Mardi 8 novembre 2022 ((rezonodwes.com))– Né le 29 août 1926 à Jacmel, René Depestre a seulement dix-neuf ans quand il publie son premier recueil de poésies  »Étincelles » qui le fait connaître rapidement dans les milieux littéraires.

En 1946, il participe avec Gérard Lafontant [archive] et Gérald Bloncourt au mouvement révolutionnaire qui permet de renverser Élie Lescot. Mais à l’arrivée à la tête du pays d’un régime militaire, il est arrêté et emprisonné, puis obligé de quitter son île.

Il voyage dans plusieurs pays et rejoint Cuba mais le régime de Fulgencio Batista le fait expulser. Il s’installe en France mais se fait également expulser pour avoir participer activement aux mouvements de décolonisation. Il part à Prague, d’où il est chassé en 1952.

Il retourne en Haïti (1956-57). Refusant de collaborer avec le régime duvaliériste, il appelle les Haïtiens à la résistance et se retrouve en résidence surveillée.

Avec l’avènement du régime communiste, il revient finalement à Cuba en 1959, à la suite de l’invitation de Che Guevara avec qui il a envisagé un débarquement militaire en Haïti.

Écarté du pouvoir castriste pour ses critiques à propos du manque de liberté d’expression sur l’ile, il fuit Cuba et revient s’établir définitivement à Paris.
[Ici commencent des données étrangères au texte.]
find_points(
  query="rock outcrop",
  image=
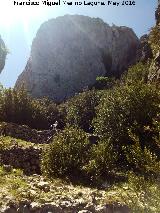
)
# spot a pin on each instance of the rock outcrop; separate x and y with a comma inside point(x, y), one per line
point(154, 39)
point(69, 52)
point(3, 54)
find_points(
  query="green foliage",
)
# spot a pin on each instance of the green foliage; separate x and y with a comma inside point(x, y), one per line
point(128, 108)
point(102, 161)
point(80, 110)
point(137, 74)
point(142, 160)
point(67, 154)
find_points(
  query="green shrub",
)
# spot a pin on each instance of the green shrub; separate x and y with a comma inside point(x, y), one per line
point(67, 154)
point(141, 160)
point(127, 108)
point(19, 107)
point(102, 161)
point(104, 83)
point(137, 74)
point(80, 110)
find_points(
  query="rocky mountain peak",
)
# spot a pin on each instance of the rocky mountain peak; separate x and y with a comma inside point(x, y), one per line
point(3, 54)
point(69, 52)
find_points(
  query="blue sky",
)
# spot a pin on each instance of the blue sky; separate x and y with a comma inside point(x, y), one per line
point(18, 26)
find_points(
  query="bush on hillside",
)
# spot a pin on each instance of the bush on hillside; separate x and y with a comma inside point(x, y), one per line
point(104, 83)
point(17, 106)
point(128, 108)
point(102, 161)
point(80, 110)
point(136, 74)
point(67, 154)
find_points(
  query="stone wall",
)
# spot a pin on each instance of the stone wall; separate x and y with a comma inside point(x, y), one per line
point(26, 133)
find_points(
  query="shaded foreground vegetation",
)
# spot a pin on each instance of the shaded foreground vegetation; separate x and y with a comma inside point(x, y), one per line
point(124, 120)
point(106, 138)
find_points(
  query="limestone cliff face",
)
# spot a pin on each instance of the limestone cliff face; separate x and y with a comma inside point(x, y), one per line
point(69, 52)
point(3, 54)
point(154, 39)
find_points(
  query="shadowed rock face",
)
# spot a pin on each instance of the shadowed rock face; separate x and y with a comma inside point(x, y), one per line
point(69, 52)
point(3, 54)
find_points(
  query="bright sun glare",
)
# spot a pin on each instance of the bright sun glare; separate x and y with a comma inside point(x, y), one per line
point(11, 14)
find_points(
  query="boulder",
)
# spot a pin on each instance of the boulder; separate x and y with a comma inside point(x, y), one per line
point(69, 52)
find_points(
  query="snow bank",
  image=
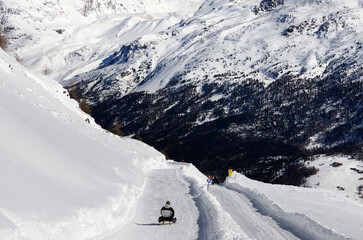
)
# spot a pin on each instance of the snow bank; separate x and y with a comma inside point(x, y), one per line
point(60, 176)
point(308, 213)
point(341, 179)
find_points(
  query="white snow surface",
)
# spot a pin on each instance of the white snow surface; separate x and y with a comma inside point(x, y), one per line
point(337, 178)
point(67, 37)
point(64, 178)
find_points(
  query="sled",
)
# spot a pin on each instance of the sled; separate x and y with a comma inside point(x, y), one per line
point(161, 220)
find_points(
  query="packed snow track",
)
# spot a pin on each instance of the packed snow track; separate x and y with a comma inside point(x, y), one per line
point(222, 212)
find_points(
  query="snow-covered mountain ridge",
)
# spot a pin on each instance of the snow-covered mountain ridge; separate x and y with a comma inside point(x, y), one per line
point(62, 177)
point(62, 37)
point(285, 73)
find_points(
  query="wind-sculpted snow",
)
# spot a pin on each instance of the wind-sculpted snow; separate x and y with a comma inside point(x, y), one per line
point(64, 38)
point(298, 215)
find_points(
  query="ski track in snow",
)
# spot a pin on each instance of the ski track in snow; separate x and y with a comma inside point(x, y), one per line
point(204, 215)
point(162, 185)
point(250, 219)
point(298, 224)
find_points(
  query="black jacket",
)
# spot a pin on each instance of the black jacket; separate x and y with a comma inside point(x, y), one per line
point(167, 212)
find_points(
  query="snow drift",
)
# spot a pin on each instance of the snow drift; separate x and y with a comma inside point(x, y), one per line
point(60, 176)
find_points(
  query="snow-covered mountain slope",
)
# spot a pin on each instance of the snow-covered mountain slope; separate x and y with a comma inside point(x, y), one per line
point(61, 177)
point(64, 178)
point(338, 173)
point(239, 209)
point(238, 40)
point(63, 37)
point(285, 74)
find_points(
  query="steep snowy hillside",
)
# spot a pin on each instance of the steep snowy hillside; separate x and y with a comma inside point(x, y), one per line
point(283, 74)
point(60, 176)
point(63, 37)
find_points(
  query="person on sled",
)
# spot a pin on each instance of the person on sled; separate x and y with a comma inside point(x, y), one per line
point(167, 213)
Il reçoit le Prix Renaudot en 1988 pour “Hadriana dans tous mes rêves”, œuvre onirique et picaresque qui convie les croyances vaudoues et les rites de zombification dans un récit qui évoque clairement la créolisation du monde et de son île natale. 

sources combinées

Me voici

Me voici
citoyen des Antilles
l’âme vibrante
je vole à la conquête des bastilles nouvelles.
Je glane dans les champs ensoleillés
des moissons d’humanité
j’interroge le passé
je mutile le présent
j’enguirlande l’avenir
tout mon être aspire au soleil!

Me voici
fils de l’Afrique lointaine
partisan des folles équipées.
Je cherche la lumière
je cherche la vérité
je suis amoureux de l’âme de ma patrie.

Me voici
nègre aux vastes espoirs
pour lancer ma vie
dans l’aventure cosmique du poème
j’ai mobilisé tous les volcans
que couvait la terre neuve de ma conscience
et j’ai renversé
par un pompeux coup d’État
toutes les disciplines nuageuses de mon enfance.

Me voici
prolétaire
je sens gronder en moi la respiration des foules
je sens vibrer en moi la rage des exploités
le sang de toute l’humanité noire
fait éclater mes veines bleues
j’ai fondu toutes les races
dans mon cœur ardent.

Me voici
poète
adolescent
poursuivant un rêve immense d’amour et de liberté.